Je me déchirerais la poitrine avec mes ongles! À quoi bon? C'est moi qui ai écrit cela! Mais elle se meurt, peut-être!

Je suis dans mon lit. J'ai soif, je brûle. Je la vois si pâle! Où s'est envolé son sourire? Il y a de grosses larmes qui roulent lentement le long de ses joues. Je les vois.... De mon lit je vois Paris par ma fenêtre. Elle est là. Où? Il y a des moments où mon œil se dirige comme si une voix l'appelait. C'est qu'elle m'appelle, va, Geoffroy!
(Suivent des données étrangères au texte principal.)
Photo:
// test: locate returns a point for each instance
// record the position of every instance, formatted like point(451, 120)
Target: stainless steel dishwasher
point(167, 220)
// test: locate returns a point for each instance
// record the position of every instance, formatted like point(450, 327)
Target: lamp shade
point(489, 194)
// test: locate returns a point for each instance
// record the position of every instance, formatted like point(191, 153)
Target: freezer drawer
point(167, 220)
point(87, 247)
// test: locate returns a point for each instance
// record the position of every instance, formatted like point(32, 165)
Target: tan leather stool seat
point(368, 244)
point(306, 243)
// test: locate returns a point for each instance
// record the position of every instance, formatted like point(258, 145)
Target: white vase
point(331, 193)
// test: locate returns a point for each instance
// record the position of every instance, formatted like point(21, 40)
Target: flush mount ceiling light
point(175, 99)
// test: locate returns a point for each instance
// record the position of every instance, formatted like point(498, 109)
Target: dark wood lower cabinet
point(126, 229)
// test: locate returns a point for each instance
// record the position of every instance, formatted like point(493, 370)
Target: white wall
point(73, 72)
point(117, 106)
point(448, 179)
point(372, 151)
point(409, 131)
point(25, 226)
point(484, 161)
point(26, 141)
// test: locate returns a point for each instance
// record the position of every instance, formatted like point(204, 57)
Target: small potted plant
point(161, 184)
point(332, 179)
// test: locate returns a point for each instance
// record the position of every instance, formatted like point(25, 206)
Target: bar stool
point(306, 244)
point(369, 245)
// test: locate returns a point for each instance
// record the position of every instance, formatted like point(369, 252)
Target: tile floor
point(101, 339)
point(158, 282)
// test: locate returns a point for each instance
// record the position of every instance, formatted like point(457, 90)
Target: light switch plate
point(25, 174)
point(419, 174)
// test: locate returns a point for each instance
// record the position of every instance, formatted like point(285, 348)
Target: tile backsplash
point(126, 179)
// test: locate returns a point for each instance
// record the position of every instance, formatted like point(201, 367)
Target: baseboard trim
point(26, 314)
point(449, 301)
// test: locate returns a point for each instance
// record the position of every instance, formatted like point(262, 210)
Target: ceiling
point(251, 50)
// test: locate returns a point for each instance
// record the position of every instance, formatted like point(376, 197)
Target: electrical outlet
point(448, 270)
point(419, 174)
Vais-je mourir sans combattre! Ma force! Ma jeunesse! Moi, je ne me sers pas d'armes. Que Dieu me montre l'ennemi de Jeanne, j'irai à lui, fût-il Satan, et je l'étranglerai!

Pièce numéro 130

(Écriture de Lucien, mais pénible et altérée.)

17 mai.

Ces deux semaines ont été comme un rêve douloureux.

Ma mère est venue hier, toute seule. Elle a pleuré en me voyant. Je dois être bien changé. Elle m'a demandé si je répugnerais à voir un prêtre. J'ai écrit à Jeanne, comme je t'écris à toi, pour laisser mon cœur parler. Si nous devions nous retrouver dans l'autre vie....

Voilà maintenant dix-neuf jours que je ne me suis levé. Mes yeux faiblissent; je ne vois plus bien Paris.

Quand ma mère est partie, elle a parlé au docteur dans l'antichambre. J'ai entendu qu'il lui disait: «Ça peut durer un mois, deux mois, mais ça peut finir brusquement.» Il me semble que Jeanne est morte. J'ai hâte de mourir aussi.